Stöbert man aus Neugierde durch die Bestseller-Listen in der Rubrik Sachbuch, wird man mittlerweile von der unglaublichen Fülle an sogenannten "Life-Coaches" erschlagen. Was man sich darunter vorstellen kann, ist mindestens ebenso vielfältig wie die Auswahl vorm Bücherregal selbst! Früher nannte man dieses Genre "Ratgeber" – heute gibt es praktisch zu jedem Thema einen eigenen Lifestyle-Coach! Die Autorinnen und Autoren geben dabei nicht nur Rat, wie man gesund und sportlich wird oder wie am besten die zusätzlichen Pfunde purzeln. Nein, man bekommt auch gleich noch auf den Weg, wie man "glücklich" wird, wie man "nur durch pure Gedankenkraft schon in sieben Tagen ein schönes, stressfreies Leben führen kann" (!) – und natürlich, wie man in Nullkommanix seine "Innere Mitte" findet. Vor kurzem hat auch die Egmont-Comic-Collection ihren ersten Life-Coach herausgebracht, präsentiert diesen gar als "allumfassende Ultimativlösung" aus der Welt um Entenhausen und fordert den Leser ungeniert auf: Finde deine Innere Ente!
In den letzten Jahren zeigte sich die ECC für mein Empfinden ausgesprochen kreativ, was ihre Disney-Bände angeht. Man greift im Comicladen des Vertrauens nicht mehr nur zu den ewig gleichen Jubiläumsbänden, sondern darf sich durch ein breites Repertoire an verschiedensten Publikationen und neuen Reihen schmökern. Am auffälligsten dürfte dabei der Band "Finde Deine Innere Ente" für Liebhaber des bekanntesten Erpels der Welt sein. Glaubt ihr nicht? Doch!

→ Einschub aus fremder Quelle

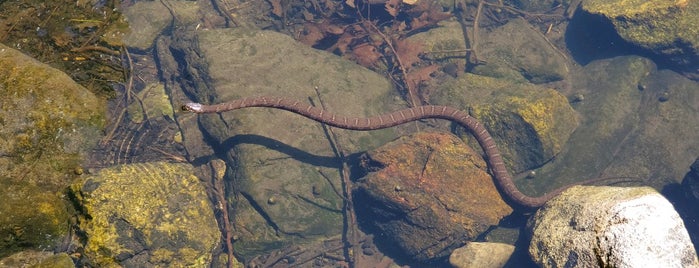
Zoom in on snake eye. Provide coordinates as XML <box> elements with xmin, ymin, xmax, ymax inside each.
<box><xmin>181</xmin><ymin>105</ymin><xmax>189</xmax><ymax>111</ymax></box>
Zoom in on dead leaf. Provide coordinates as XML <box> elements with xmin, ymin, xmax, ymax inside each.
<box><xmin>407</xmin><ymin>1</ymin><xmax>451</xmax><ymax>31</ymax></box>
<box><xmin>352</xmin><ymin>43</ymin><xmax>382</xmax><ymax>68</ymax></box>
<box><xmin>405</xmin><ymin>64</ymin><xmax>439</xmax><ymax>90</ymax></box>
<box><xmin>298</xmin><ymin>23</ymin><xmax>325</xmax><ymax>46</ymax></box>
<box><xmin>393</xmin><ymin>38</ymin><xmax>423</xmax><ymax>69</ymax></box>
<box><xmin>346</xmin><ymin>0</ymin><xmax>356</xmax><ymax>8</ymax></box>
<box><xmin>270</xmin><ymin>0</ymin><xmax>283</xmax><ymax>17</ymax></box>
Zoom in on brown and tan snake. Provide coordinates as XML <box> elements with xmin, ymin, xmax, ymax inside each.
<box><xmin>182</xmin><ymin>96</ymin><xmax>571</xmax><ymax>209</ymax></box>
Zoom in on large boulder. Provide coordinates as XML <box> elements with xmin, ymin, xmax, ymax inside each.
<box><xmin>528</xmin><ymin>186</ymin><xmax>698</xmax><ymax>267</ymax></box>
<box><xmin>530</xmin><ymin>56</ymin><xmax>699</xmax><ymax>193</ymax></box>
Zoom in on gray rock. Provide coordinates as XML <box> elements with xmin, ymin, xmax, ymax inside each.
<box><xmin>530</xmin><ymin>56</ymin><xmax>699</xmax><ymax>193</ymax></box>
<box><xmin>449</xmin><ymin>242</ymin><xmax>514</xmax><ymax>268</ymax></box>
<box><xmin>122</xmin><ymin>1</ymin><xmax>201</xmax><ymax>51</ymax></box>
<box><xmin>529</xmin><ymin>186</ymin><xmax>699</xmax><ymax>268</ymax></box>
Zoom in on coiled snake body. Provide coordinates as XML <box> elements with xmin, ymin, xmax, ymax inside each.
<box><xmin>183</xmin><ymin>96</ymin><xmax>568</xmax><ymax>209</ymax></box>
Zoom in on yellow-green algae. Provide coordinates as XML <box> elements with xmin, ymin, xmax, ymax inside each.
<box><xmin>0</xmin><ymin>44</ymin><xmax>105</xmax><ymax>189</ymax></box>
<box><xmin>70</xmin><ymin>162</ymin><xmax>219</xmax><ymax>267</ymax></box>
<box><xmin>583</xmin><ymin>0</ymin><xmax>699</xmax><ymax>49</ymax></box>
<box><xmin>471</xmin><ymin>90</ymin><xmax>577</xmax><ymax>156</ymax></box>
<box><xmin>0</xmin><ymin>44</ymin><xmax>104</xmax><ymax>258</ymax></box>
<box><xmin>0</xmin><ymin>180</ymin><xmax>70</xmax><ymax>259</ymax></box>
<box><xmin>432</xmin><ymin>73</ymin><xmax>578</xmax><ymax>172</ymax></box>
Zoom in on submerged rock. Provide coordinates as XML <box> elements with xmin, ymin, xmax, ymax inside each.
<box><xmin>0</xmin><ymin>251</ymin><xmax>73</xmax><ymax>268</ymax></box>
<box><xmin>69</xmin><ymin>162</ymin><xmax>219</xmax><ymax>267</ymax></box>
<box><xmin>355</xmin><ymin>132</ymin><xmax>512</xmax><ymax>262</ymax></box>
<box><xmin>432</xmin><ymin>73</ymin><xmax>578</xmax><ymax>175</ymax></box>
<box><xmin>0</xmin><ymin>44</ymin><xmax>103</xmax><ymax>258</ymax></box>
<box><xmin>532</xmin><ymin>56</ymin><xmax>699</xmax><ymax>192</ymax></box>
<box><xmin>164</xmin><ymin>27</ymin><xmax>405</xmax><ymax>259</ymax></box>
<box><xmin>449</xmin><ymin>242</ymin><xmax>515</xmax><ymax>268</ymax></box>
<box><xmin>581</xmin><ymin>0</ymin><xmax>699</xmax><ymax>69</ymax></box>
<box><xmin>528</xmin><ymin>186</ymin><xmax>699</xmax><ymax>268</ymax></box>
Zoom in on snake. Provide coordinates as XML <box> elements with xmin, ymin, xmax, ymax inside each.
<box><xmin>182</xmin><ymin>96</ymin><xmax>571</xmax><ymax>209</ymax></box>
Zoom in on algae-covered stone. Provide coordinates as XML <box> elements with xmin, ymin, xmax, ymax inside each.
<box><xmin>432</xmin><ymin>73</ymin><xmax>578</xmax><ymax>174</ymax></box>
<box><xmin>126</xmin><ymin>83</ymin><xmax>174</xmax><ymax>124</ymax></box>
<box><xmin>70</xmin><ymin>162</ymin><xmax>219</xmax><ymax>267</ymax></box>
<box><xmin>0</xmin><ymin>44</ymin><xmax>104</xmax><ymax>189</ymax></box>
<box><xmin>0</xmin><ymin>180</ymin><xmax>69</xmax><ymax>258</ymax></box>
<box><xmin>0</xmin><ymin>251</ymin><xmax>73</xmax><ymax>268</ymax></box>
<box><xmin>0</xmin><ymin>44</ymin><xmax>103</xmax><ymax>258</ymax></box>
<box><xmin>581</xmin><ymin>0</ymin><xmax>699</xmax><ymax>67</ymax></box>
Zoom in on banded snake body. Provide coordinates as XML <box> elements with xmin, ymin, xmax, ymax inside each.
<box><xmin>183</xmin><ymin>96</ymin><xmax>573</xmax><ymax>209</ymax></box>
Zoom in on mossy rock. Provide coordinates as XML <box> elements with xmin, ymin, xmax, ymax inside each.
<box><xmin>582</xmin><ymin>0</ymin><xmax>699</xmax><ymax>67</ymax></box>
<box><xmin>0</xmin><ymin>44</ymin><xmax>104</xmax><ymax>258</ymax></box>
<box><xmin>69</xmin><ymin>162</ymin><xmax>219</xmax><ymax>267</ymax></box>
<box><xmin>0</xmin><ymin>181</ymin><xmax>70</xmax><ymax>259</ymax></box>
<box><xmin>0</xmin><ymin>251</ymin><xmax>73</xmax><ymax>268</ymax></box>
<box><xmin>432</xmin><ymin>73</ymin><xmax>578</xmax><ymax>174</ymax></box>
<box><xmin>0</xmin><ymin>43</ymin><xmax>104</xmax><ymax>189</ymax></box>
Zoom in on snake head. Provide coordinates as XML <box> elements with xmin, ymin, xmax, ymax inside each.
<box><xmin>182</xmin><ymin>103</ymin><xmax>203</xmax><ymax>113</ymax></box>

Worum geht es also in diesem Buch? Wird man darin – sagen wir mal – die esoterisch angehauchten, medizinisch fragwürdigen und für den Laien eher unbegreiflichen Tipps der anderen Life-Coaches finden, die einen schlussendlich zu einem besseren Menschen machen sollen? Antwort: Nein. Es geht schließlich um Comicgeschichten aus Entenhausen, in denen ausschließlich Donald Duck und seine typischen Charaktereigenschaften im Vordergrund stehen. Klingt langweilig? Nö.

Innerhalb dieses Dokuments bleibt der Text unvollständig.